Jack often pulls out his father’s sayings, like smooth stones he keeps in his pockets. “The sick are ourselves . .. When you stop understanding that, take your name off the wall and throw your bag in the river.” Yet Jack holds himself aloof from others, maybe because of his position and his sorrows or perhaps just the weight of all the secrets his patients confide in him.
I loved Williams’s earlier book This Is Happiness. The man can write about the big emotions without sentimentality. He treats all his obstreperous characters with gentle humor and tenderness and respect. There are some outsized characters here for sure, but he never invites us to laugh at them, just to appreciate them for themselves. I love this description of Ronnie:
Like the triangle that has one leg longer than the other, Ronnie had an asymmetrical relation with Faha. She was and was not part of the community, known by everyone, but kept at that distance that had too many causes, but was condensed into the phrase, the doctor’s eldest. And, because she was the one who opened the door to patients in the morning, the one who wrote their names in the book, helped those who needed help getting to chairs in the waiting room, help rising from them, and getting down the creaking hall into the riverward room of the surgery, she shared the perspective of those statues prayed to across the penny candles: she knew the parish through its illnesses. She was also the only person in the parish you could tell your complaint and not hear that she had that too or was suffering from worse.
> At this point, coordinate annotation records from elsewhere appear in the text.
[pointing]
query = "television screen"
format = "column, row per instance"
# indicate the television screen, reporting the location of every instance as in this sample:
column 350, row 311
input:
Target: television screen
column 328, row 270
As you can see, his writing is extraordinary: tangled sentences that somehow always make sense and capture the peculiar voice—syntax and sayings—of the residents of Faha. And that last sentence!
Although there are brief references to it, starting with the title, the promised child doesn’t appear until almost the halfway mark. Some may complain about that, but I say: Who cares about standard story structure when there is so much entertaining wordplay and so many wild events to enjoy, such as rebellious cattle being driven to a market that itself mixes chaos with kindness? I also didn’t mind the slow pace because every page is so rich with music and humor and heart.
This book is a treasure. I was almost afraid to read it, fearing it couldn’t possibly be as good as Happiness. It’s better: a genuinely moving story about what we are and can be to each other.
What novel have you read about what ties a community together or tears it apart?